Danilo Zavatta sulla passerella pochi istanti prima di essere inghiottito dal crollo
Ravenna, 6 giugno 2025 – È una testimonianza che pesa come un macigno quella resa in aula dall’ex caposquadra dei vigili del fuoco Sergio Rambelli, nell’ennesima udienza del processo per il crollo della diga di San Bartolo. Un processo che da due anni punta a fare chiarezza su quanto accadde il 25 ottobre 2018, quando il crollo della passerella sopra la chiusa costò la vita al tecnico della Protezione civile regionale Danilo Zavatta.
Imputati
Nove gli imputati a giudizio, tra dirigenti regionali, progettisti e rappresentanti della Gipco, società titolare della concessione per la centrale idroelettrica, indicata come causa del cedimento.

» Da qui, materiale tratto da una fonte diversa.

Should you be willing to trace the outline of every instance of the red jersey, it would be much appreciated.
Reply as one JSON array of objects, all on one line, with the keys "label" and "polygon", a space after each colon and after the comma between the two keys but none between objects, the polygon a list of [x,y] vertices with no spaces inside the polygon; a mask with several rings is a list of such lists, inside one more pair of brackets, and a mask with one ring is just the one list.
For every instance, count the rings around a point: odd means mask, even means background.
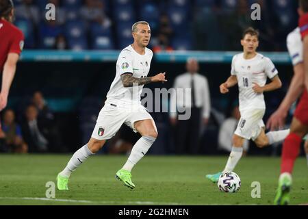
[{"label": "red jersey", "polygon": [[10,53],[21,54],[24,45],[23,32],[10,22],[0,18],[0,73]]},{"label": "red jersey", "polygon": [[[300,35],[302,39],[308,36],[308,13],[300,16],[298,26],[300,28]],[[305,62],[307,62],[305,60]],[[304,90],[300,97],[298,105],[294,112],[294,116],[299,120],[303,125],[308,125],[308,92],[307,89]]]}]

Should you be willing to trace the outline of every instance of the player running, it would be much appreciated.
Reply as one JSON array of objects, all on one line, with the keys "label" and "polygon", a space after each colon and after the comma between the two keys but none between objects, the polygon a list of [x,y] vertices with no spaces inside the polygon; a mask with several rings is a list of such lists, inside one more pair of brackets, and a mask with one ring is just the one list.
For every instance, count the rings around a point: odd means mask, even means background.
[{"label": "player running", "polygon": [[[253,140],[258,147],[264,147],[285,139],[289,129],[265,133],[262,120],[266,110],[263,92],[281,87],[278,71],[272,61],[256,52],[259,46],[259,32],[253,28],[244,31],[241,40],[244,53],[237,54],[232,60],[230,76],[220,86],[220,92],[226,94],[229,88],[238,83],[239,88],[241,118],[233,137],[233,146],[222,172],[233,171],[243,153],[245,139]],[[266,83],[267,77],[271,82]],[[222,172],[207,175],[214,183],[218,181]]]},{"label": "player running", "polygon": [[131,171],[142,158],[157,138],[155,124],[141,105],[140,96],[144,84],[164,82],[165,73],[147,77],[153,52],[146,48],[151,38],[148,23],[139,21],[132,27],[133,43],[120,53],[116,62],[116,74],[107,100],[97,118],[92,138],[88,144],[76,151],[65,168],[58,174],[57,188],[68,190],[68,182],[73,171],[86,159],[101,149],[107,140],[114,136],[125,123],[142,137],[135,144],[129,157],[116,174],[116,178],[133,189]]},{"label": "player running", "polygon": [[305,81],[305,87],[293,116],[290,133],[283,142],[281,175],[274,200],[275,205],[287,205],[290,203],[293,166],[299,153],[302,139],[308,133],[308,0],[300,0],[299,5],[298,27],[303,42],[304,78],[302,81]]},{"label": "player running", "polygon": [[[287,47],[291,57],[294,75],[291,81],[287,94],[276,110],[270,117],[266,124],[268,129],[274,130],[281,129],[285,125],[285,120],[292,105],[298,99],[304,91],[305,68],[303,57],[303,42],[299,27],[296,27],[287,37]],[[304,138],[305,152],[308,166],[308,140]]]},{"label": "player running", "polygon": [[15,75],[17,62],[24,45],[23,32],[12,24],[14,13],[12,0],[0,0],[0,73],[2,73],[0,111],[8,103],[8,96]]}]

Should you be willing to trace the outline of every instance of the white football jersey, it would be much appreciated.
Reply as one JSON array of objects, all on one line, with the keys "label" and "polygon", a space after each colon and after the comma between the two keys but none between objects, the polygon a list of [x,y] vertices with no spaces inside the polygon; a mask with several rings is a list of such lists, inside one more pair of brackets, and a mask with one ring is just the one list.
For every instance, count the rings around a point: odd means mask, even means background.
[{"label": "white football jersey", "polygon": [[296,27],[287,37],[287,47],[293,66],[303,61],[303,47],[300,29]]},{"label": "white football jersey", "polygon": [[250,60],[244,58],[244,53],[237,54],[232,60],[231,73],[238,79],[240,111],[265,109],[264,96],[255,93],[253,87],[253,83],[264,86],[268,77],[272,79],[278,74],[272,61],[259,53]]},{"label": "white football jersey", "polygon": [[125,88],[121,75],[129,73],[134,77],[146,77],[152,57],[153,52],[147,48],[144,55],[138,53],[131,45],[122,50],[116,62],[116,77],[107,94],[107,101],[118,104],[140,103],[143,86]]}]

Due imputati sono forlivesi: Daniele Tumidei, 64 anni, (legale rappresentante della società titolare della concessione per realizzare una centrale elettrica sulla stessa chiusa, nonché legale rappresentante dell’impresa costruttrice della stessa centrale) e Angelo Sampieri, 81 anni (incaricato del progetto esecutivo e della direzione lavori).
Accuse
Le accuse vanno dal disastro colposo all’omicidio colposo, quest’ultimo però contestato solo a cinque degli imputati. Rambelli ha ricostruito nel dettaglio i momenti che precedettero il crollo della passerella sopra la chiusa, su cui si trovavano diversi tecnici e funzionari.
La testimonianza
Il teste ha raccontato che i vigili del fuoco vennero allertati intorno alle 13.20 e arrivarono trovando la via Ravegnana già chiusa, con entrambi gli accessi alla chiusa (dal lato Ravegnana e dal lato San Bartolo) formalmente interdetti. Eppure, ha detto, “c’era una folla sopra la passerella: carabinieri forestali, polizia locale, tecnici di Arpae, della Protezione civile, della Gipco e del Consorzio di bonifica. All’inizio non sembrava una situazione di emergenza, ma poi iniziarono i primi cedimenti del terreno, le crepe sulla Ravegnana”. Il racconto si è poi focalizzato su due figure: il primo a cui Rambelli si rivolse fu Enzo Errichiello, ispettore idraulico della Protezione civile. “Camminava tranquillamente sulla passerella scattando foto col cellulare”, ha detto. “Quando ho capito che la struttura era a rischio ho cominciato a urlare, a sbracciarmi, per farlo scendere subito. Ma lui mi faceva segno di non preoccuparmi, come a dirmi di lasciarlo lavorare. È sceso con calma, facendo anche delle pause”.
Subito dopo, Rambelli vide Danilo Zavatta. Entrato sempre dal lato verso San Bartolo, “era a metà della passerella. Ho cominciato a gridare anche a lui, lo avvisavo del rischio, si sentiva un rumore metallico, aumentava l’erosione dell’acqua, cadevano pezzi di calcestruzzo, la balaustra vibrava. Ma lui, con molta imprudenza, mi ha fatto segno di aspettare e si è voltato per scattare delle foto”. Poco dopo, il crollo. “Zavatta si stava avvicinando con passo lento verso l’uscita, faceva pause. Poi la struttura è collassata e l’ha inghiottito”.
Il punto
Proprio la dinamica dell’accesso alla chiusa è oggi uno dei punti più controversi tra accusa e difesa. Secondo la Procura, la rete metallica sul lato San Bartolo era aperta. Secondo la difesa, invece, sarebbe stata forzata o scavalcata dai tecnici. Una perizia sul video di un fotografo potrebbe chiarire la circostanza.
La strategia difensiva, però, si articola anche su un alt
r o fronte. A chiedere l’acquisizione del verbale dei vigili del fuoco – cui Procura e parte civile si sono opposti – sono stati gli avvocati Lorenzo Valgimigli ed Enrico Ferri, che difendono il geometra Claudio Miccoli, dirigente regionale all’epoca, accusato del disastro ma non di omicidio colposo. Perché? Perché il reato di disastro colposo, per configurarsi, richiede che il disastro — in questo caso il crollo della diga — produca un pericolo concreto per la pubblica incolumità. Se l’intera zona risultava formalmente chiusa e interdetta, come emergerebbe da quel verbale, quel pericolo concreto non ci sarebbe stato. E dunque, nell’ottica difensiva, anche l’ipotesi di disastro colposo verrebbe meno.